Charlie Cook is a well-respected analyst whose Cook Political Report is a must-read for campaign pros on both sides of the aisle. And his take on the released transcript of Trump’s Ukranian phone call?

“Underwhelmed.”

“I don’t Tweet very much but reading the transcript has moved me to comment,” Cook tweeted. “I was totally underwhelmed by the transcript. After the build-up, [there] was not much more inappropriate said than we hear from him in a typical week. This will not move malleable voters.”

While Democrats, and even some Republicans, offer high-flung rhetoric about threats to the Republic posed by President Trump’s phone call, political consultants and campaign strategists are trying to determine the practical impact of the Ukraine story on the average–or as Cook called them, “malleable”– American voter.

The early betting is that Democrats don’t have enough to turn the Ukraine story into a political winner–yet.

Thanks to President Trump releasing the transcript, the facts about the Ukraine phone call aren’t in dispute. Democrats say that, while there may be no specific quid-pro-quo arrangement mentioned, Trump’s request for help from a foreign government to look into former Vice President Joe Biden, a likely 2020 opponent, is enough for impeachment.

“There is no requirement there be a quid pro quo in the conversation,” Pelosi said Tuesday.

“Even if there were absolutely no quid pro quo, the demand itself is a betrayal of the presidency and abuse of the office,” Sen. Richard Blumenthal (D-Conn.) followed up on Wednesday.

And, some Democrats believe, this will motivate their base. “If a highly motivated person drags her mother and her husband and her second cousin twice removed to the polls, then it makes a difference,” Iowa Democratic Party activist Kurt Meyer told Reuters.

Republicans like Sen. Lindsey Graham disagree.  “This is a nothing (non-quid pro quo) burger,” he tweeted, later telling reporters: “From my point of view, to impeach any president over a phone call like this would be insane.”

Who’s right? For Team Trump, the answer is obvious:

“Because of their pure hatred for President Trump, desperate Democrats and the salivating media already had determined their mission: take out the President,” Trump 2020 campaign manager Brad Parscale said in a statement.  “This is just another hoax from Democrats and the media, contributing to the landslide re-election of President Trump in 2020.”

Hoax or not, is the Trump campaign right to believe the Democrats’ rush to impeachment will help keep him in the White House?

“I predict Trump’s base voters are going to go up about 20 points in intensity now that Democrats are actually starting the impeachment process,” DC GOP strategist Alex Vogel told InsideSources, while “independent voters are fundamentally focused on how this country, and in particular, how our economy is working and putting food on their tables and cars in their driveways.

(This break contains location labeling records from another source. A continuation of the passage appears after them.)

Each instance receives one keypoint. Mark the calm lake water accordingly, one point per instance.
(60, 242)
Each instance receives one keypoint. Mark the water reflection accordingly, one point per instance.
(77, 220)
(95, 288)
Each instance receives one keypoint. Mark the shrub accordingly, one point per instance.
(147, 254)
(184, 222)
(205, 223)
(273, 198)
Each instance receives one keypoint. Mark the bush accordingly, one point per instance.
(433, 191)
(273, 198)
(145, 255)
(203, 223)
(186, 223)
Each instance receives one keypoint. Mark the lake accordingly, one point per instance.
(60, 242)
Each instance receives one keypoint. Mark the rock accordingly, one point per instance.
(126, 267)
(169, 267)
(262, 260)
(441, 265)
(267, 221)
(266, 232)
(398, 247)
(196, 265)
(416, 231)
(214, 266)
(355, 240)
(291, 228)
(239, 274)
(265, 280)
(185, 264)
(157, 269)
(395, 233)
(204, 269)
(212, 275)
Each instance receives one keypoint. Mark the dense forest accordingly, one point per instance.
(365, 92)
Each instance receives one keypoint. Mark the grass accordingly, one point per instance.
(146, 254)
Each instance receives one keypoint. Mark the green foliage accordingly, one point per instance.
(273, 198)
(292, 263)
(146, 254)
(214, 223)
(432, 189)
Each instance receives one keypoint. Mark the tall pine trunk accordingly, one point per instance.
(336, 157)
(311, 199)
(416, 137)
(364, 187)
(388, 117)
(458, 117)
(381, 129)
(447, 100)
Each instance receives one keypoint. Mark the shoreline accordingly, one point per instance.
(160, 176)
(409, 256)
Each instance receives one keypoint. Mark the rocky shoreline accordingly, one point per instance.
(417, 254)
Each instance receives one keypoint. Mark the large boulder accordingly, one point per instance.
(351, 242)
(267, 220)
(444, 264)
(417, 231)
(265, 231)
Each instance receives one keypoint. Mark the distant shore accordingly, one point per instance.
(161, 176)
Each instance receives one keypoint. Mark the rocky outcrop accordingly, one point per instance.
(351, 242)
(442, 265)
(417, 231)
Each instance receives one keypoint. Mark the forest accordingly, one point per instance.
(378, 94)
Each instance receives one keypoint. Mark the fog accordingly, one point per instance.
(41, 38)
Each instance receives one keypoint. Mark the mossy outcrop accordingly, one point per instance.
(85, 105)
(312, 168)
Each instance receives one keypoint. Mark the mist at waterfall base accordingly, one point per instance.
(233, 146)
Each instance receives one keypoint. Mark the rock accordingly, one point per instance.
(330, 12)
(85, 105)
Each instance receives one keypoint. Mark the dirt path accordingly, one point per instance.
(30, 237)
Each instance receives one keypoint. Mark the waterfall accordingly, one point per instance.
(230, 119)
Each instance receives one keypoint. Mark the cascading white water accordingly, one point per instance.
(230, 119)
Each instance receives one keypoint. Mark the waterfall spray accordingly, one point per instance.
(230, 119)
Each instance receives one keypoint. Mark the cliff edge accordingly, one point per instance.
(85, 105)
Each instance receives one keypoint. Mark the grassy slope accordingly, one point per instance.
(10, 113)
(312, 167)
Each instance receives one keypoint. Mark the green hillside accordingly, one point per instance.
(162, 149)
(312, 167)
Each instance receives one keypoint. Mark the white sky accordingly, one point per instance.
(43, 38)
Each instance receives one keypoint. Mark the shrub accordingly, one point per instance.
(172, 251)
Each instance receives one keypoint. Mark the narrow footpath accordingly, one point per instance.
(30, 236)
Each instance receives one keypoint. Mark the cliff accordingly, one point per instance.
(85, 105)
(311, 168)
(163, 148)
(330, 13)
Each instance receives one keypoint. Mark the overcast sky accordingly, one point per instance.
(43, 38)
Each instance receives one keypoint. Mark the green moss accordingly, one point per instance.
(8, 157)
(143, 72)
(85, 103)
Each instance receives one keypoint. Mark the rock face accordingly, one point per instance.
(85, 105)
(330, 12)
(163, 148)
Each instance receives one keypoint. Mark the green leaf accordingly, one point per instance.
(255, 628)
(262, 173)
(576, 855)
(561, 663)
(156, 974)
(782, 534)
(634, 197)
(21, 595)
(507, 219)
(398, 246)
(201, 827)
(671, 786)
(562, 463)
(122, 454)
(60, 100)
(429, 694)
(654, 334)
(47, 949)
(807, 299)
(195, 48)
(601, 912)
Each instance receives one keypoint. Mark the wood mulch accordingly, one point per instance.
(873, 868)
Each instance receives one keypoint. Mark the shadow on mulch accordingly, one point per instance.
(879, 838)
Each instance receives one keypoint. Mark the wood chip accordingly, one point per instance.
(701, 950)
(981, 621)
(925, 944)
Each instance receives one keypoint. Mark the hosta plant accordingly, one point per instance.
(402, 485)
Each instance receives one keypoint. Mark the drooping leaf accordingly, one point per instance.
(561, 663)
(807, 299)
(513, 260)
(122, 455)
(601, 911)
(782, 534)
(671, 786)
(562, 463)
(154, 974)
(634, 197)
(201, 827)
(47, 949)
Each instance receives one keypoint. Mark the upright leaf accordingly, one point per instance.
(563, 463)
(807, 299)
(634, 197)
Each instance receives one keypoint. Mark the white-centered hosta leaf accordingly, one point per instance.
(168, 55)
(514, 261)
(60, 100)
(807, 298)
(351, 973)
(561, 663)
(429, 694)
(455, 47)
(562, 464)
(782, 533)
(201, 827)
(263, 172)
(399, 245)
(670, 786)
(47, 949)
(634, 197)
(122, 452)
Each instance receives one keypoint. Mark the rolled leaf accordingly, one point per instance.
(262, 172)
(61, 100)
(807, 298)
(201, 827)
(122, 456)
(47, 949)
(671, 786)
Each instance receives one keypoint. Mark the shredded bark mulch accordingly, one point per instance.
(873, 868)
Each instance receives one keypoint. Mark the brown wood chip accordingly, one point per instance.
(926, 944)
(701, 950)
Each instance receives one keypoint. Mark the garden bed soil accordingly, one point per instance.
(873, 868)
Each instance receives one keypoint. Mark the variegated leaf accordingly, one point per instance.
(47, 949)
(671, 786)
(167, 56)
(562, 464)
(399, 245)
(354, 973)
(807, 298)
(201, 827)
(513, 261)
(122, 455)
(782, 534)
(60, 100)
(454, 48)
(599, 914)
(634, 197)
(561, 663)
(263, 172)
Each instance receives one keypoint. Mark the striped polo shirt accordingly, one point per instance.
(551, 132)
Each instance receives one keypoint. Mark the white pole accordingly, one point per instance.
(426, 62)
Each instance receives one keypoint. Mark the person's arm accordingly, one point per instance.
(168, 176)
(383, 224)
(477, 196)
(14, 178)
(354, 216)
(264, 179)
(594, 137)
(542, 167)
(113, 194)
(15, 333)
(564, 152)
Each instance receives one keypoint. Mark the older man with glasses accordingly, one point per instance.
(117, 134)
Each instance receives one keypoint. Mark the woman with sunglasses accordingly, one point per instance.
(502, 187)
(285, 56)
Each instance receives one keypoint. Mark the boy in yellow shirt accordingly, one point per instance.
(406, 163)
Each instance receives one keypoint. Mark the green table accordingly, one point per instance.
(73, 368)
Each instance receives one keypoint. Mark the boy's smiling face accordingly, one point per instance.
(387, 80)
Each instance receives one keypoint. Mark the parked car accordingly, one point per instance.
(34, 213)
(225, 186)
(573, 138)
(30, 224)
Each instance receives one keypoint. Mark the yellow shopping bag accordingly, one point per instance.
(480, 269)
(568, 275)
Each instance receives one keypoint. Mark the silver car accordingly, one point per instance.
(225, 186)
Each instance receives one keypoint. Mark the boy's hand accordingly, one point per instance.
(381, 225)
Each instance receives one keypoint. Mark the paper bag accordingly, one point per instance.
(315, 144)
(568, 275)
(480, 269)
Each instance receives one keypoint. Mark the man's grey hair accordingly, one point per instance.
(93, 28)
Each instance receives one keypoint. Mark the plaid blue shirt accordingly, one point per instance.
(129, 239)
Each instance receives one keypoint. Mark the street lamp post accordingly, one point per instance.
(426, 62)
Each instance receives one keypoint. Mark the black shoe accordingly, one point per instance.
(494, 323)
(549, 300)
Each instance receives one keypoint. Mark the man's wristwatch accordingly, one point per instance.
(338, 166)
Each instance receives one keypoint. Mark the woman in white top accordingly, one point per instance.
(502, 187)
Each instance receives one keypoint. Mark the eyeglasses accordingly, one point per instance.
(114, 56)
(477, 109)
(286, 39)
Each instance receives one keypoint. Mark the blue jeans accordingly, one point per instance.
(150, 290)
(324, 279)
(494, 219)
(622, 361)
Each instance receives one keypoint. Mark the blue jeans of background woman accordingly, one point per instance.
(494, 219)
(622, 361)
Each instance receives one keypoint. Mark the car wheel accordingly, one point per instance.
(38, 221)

“Independents don’t seem to have shifted much in response to any of this – and I don’t think that is going change,” Vogel said.

“The bottom line is the impeachment inquiry will ultimately hurt Democrats,” said New Hampshire-based GOP consultant Michael Dennehy, a veteran of the John McCain presidential campaigns. “Middle America will be asking every day, ‘what about my healthcare? What about illegal immigration? What about the opioid crisis? Why are we spending everyone’s time on impeachment rather than these issues?'”

Republican strategist Doug Heye sees a similar problem for the Democrats’ 2020 field. “For Democrats running for president, breaking through on healthcare or the economy just got a lot tougher. Impeachment will be the dominant topic for a long time,” Heye said.

One area where impeachment is already paying off for the GOP–literally–is fundraising. Trump 2020 and the Republican National Committee sent out a slew of fundraising emails on Tuesday on behalf of what they’re calling the “Official Impeachment Task Force.” According to Politico, they raised about $1 million by the end of the day.

And while it’s too early to have polling of the public’s reaction to the transcript itself, a new Quinnipiac survey taken as the story was unfolding found that a solid majority of Americans– 57 percent — don’t want Trump removed from office, while only 37 percent support it.  More significant, only 34 percent of self-identified independent voters, whose views are more likely to be “malleable” during the coming campaign, support impeachment.

Democratic consultant Joel Payne, who worked on the Hillary Clinton 2016 campaign, sees the issue as a wash. “Both parties’ bases were amped up already,” he tells InsideSources. “I think this fight just keeps them both on track. The question is how moderate voters react to impeaching President Trump. Which side will win the message war? That remains to be seen.”